Thanks for your answer, Gregory, we’re using octavia-zed (with the latest changes available in the repo for this version).
octavia_jobboard:listings didn’t contain them (it contains only «running now» so these jobs are not running)
there were no suspicious backtraces, from my perspective it looks like «the worker received the request, an initial message was shown, restart appears, nothing related to the request was done then»
my potential guess related to the fact that, maybe, the worker received the request but restart appeared before jobboard started executing the flow, so we lost it, but I’m not sure
От:
Gregory Thiemonge <gthiemonge@redhat.com>
Дата: четверг, 26 сентября 2024 г. в 15:40
Кому: Payne Max <yardalgedal@gmail.com>
Копия: openstack-discuss@lists.openstack.org <openstack-discuss@lists.openstack.org>
Тема: Re: [octavia] Lose of some jobs by worker
Hi,
looking at taskflow code, it seems that those last_modified entries may not always be deleted:
I think it's something that could be improved but it doesn't indicate a potential bug there.
Which octavia release do you use?
I don't see the octavia_jobboard:listings hash in your output.

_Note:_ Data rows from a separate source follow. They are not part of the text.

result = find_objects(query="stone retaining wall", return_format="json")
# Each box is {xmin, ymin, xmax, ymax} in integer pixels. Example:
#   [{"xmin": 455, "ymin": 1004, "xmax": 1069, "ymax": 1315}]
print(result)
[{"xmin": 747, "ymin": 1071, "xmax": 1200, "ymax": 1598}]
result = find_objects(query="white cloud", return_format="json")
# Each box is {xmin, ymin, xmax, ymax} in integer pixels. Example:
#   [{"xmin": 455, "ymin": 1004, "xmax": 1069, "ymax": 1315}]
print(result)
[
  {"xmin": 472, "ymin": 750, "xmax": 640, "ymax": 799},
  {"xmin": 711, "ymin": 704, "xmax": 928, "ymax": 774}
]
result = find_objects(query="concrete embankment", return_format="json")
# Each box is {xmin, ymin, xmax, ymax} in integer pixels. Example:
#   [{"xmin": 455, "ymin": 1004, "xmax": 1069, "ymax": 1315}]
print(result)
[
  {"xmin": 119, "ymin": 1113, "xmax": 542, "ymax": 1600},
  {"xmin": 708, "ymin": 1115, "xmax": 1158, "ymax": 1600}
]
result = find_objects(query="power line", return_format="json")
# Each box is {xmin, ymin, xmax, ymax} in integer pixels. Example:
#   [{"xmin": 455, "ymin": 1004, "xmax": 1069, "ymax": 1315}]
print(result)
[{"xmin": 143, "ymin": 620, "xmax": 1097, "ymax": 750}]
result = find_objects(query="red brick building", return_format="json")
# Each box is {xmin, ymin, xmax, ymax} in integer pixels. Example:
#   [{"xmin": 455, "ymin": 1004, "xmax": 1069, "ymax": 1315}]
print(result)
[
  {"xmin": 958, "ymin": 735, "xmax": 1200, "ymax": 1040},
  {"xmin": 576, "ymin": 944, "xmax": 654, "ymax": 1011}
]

it is used to keep all the current jobs in taskflow, when a job is posted, an element is added:
when the conductor is started in octavia (for instance when the worker restarts after a crash/kill), it fetches all the elements of this hash to schedule the jobs.
any suspicious backtraces in the octavia worker, healthmanager, housekeeping logs?
Hi, OpenStack community,
I’ve faced a problem when some of our jobs can get lost by a worker, for example from the screenshot, SIGTERM was called in several seconds after receiving a
job by a worker.
Then there were no new log messages related to this job. Then our client complained that LB stucked in PENDING_UPDATE for several days and we started investigation.
Our MySQL (persistent storage) is clean, but in our Redis, I can see several jobs without TTL and I think they are related to the «lost» jobs.
Is it an ok situation? Can it be related to the
https://github.com/openstack/octavia/blob/master/octavia/common/base_taskflow.py#L209-L211? Let’s discuss it!